I was in and out in just over a minute. I waited in line significantly longer than that.

You're not an outlier, but you did do exactly the right thing. You cancelled in person, instead of over the phone.

The people you call on the phone are highly incentivized to keep you as a customer. The ones working behind the counter are not.

If you want to quit ANY cable service, then disconnect all the equipment, load it in your car, take it down to their local office, and tell them that you wish to drop their service immediately. No one will argue with you; at that point you have bypassed their normal customer retention script.

Comment Re:Appalling (Score 5, Informative) 127

I don't know the fine details of this bug, but am I the only one appalled at how obvious this bug sounds? It doesn't even properly check the certificate? I mean buffer overflows and such are one thing, but not properly testing your certificate code seems unforgivable.

No, it's not that it doesn't check certificates generally, it's that if there's an additional, extra certificate of a particular form in the list that forms an app's certificate chain (but isn't actually in the chain) then that extra certificate gets included in the list of signatures associated with an app... making other apps that query the signature list believe that the app is signed by a certificate it's not. This doesn't, for example, fool the Play store into believing an app is from developer A when it's really from developer B. But it can fool other apps. There are some apps that load others as plugins, and make decisions about which plugins to load based on whether they're signed by a particular key. This flaw allows malicious apps to subvert that, convincing the plugin-loading apps to execute them, thereby giving the malicious app the same permissions as the plugin-loading app.

It's a serious security flaw, no doubt. But it's a little more subtle and less obvious than the summary makes it appear. Also, it appears that no app in the Play store, nor any of the other apps that Google has scanned, attempt to exploit the flaw. It's very easy to identify them by scanning the certificates in the package.

I've implemented tests for certificate chain validation code several times (not in Android), and it never once occurred to me to test for this particular odd construction, nor, I think, would anyone else think to test for it without some specific reason. This sort of bug requires inspection of the code.

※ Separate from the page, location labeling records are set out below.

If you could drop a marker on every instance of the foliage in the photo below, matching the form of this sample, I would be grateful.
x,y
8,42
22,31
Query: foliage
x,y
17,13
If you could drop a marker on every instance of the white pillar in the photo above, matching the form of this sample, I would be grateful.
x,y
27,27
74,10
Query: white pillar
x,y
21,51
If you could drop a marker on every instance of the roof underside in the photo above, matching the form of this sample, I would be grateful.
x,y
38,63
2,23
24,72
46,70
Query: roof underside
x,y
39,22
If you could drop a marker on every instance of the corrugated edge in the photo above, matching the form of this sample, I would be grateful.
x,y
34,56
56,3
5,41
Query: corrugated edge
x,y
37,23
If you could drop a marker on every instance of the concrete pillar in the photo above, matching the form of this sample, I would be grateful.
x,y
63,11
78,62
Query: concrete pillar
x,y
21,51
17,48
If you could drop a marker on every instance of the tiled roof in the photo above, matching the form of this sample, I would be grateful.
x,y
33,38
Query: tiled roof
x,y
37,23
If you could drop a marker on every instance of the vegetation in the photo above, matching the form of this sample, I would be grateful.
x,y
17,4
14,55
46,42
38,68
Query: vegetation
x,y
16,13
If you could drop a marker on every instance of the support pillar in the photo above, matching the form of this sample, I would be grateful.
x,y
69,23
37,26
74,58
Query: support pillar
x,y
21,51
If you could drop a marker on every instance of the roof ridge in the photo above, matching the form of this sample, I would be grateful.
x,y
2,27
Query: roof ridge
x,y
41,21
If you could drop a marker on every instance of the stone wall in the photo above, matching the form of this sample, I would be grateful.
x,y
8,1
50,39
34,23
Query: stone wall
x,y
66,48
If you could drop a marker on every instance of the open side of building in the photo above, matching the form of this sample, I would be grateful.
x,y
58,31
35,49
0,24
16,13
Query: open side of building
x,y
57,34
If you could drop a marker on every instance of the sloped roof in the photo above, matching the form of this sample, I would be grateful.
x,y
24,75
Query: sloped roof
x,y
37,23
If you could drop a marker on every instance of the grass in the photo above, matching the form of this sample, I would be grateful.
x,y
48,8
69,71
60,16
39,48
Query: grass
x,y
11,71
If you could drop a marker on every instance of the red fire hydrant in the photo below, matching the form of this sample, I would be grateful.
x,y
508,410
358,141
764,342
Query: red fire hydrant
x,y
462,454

(Disclaimer: I'm a member of the Android security team, but I'm not speaking in an official capacity, just summarizing what I've read of the vulnerability -- which isn't a great deal. Others on my team are well-informed, but I haven't followed this issue closely.)

Comment Re:Trivial observation (Score 1) 133

some bullshit "universal compresser"

Not a universal compressor, a standard compressor, such as gzip. The metric is ultimately just a comparison between the compressor being evaluated and the compressor chosen as the standard, and it is unitless.

That said, I agree with you that the scaling constant has no reason to be present. As for using the logs of times... I don't know. It's essentially a base change, expressing the time of the compressor being evaluated in the base of the standard compressor, which is then multiplied by the ratio of the compression ratios. Handling the time relationship as a base change may have some useful properties, but I can't see what they would be.

Comment Re: What alternative could be built? (Score 2) 150

The internal "SD Card" is formatted with a Unix-style file system that provides access controls to keep apps from being able to access one anothers' data. External SD Cards are formatted with FAT32, because that's what the whole world expects. Unfortunately, FAT has no concept of ownership or permissions, so the path-based restriction is necessary to ensure that apps can't muck with each others' data.

Comment Encrypt your devices (Score 1) 113

It's too late now, but if this device had been encrypted before it was broken, you'd have a lot less to worry about.

OTOH, it's worth pointing out that if the level of effort required to find the storage on the broken device so you can wipe or destroy it is too much to bother with, it will almost certainly be too much effort for anyone to go through the same effort in order to retrieve your data, on the off chance there might be something of value in there somewhere.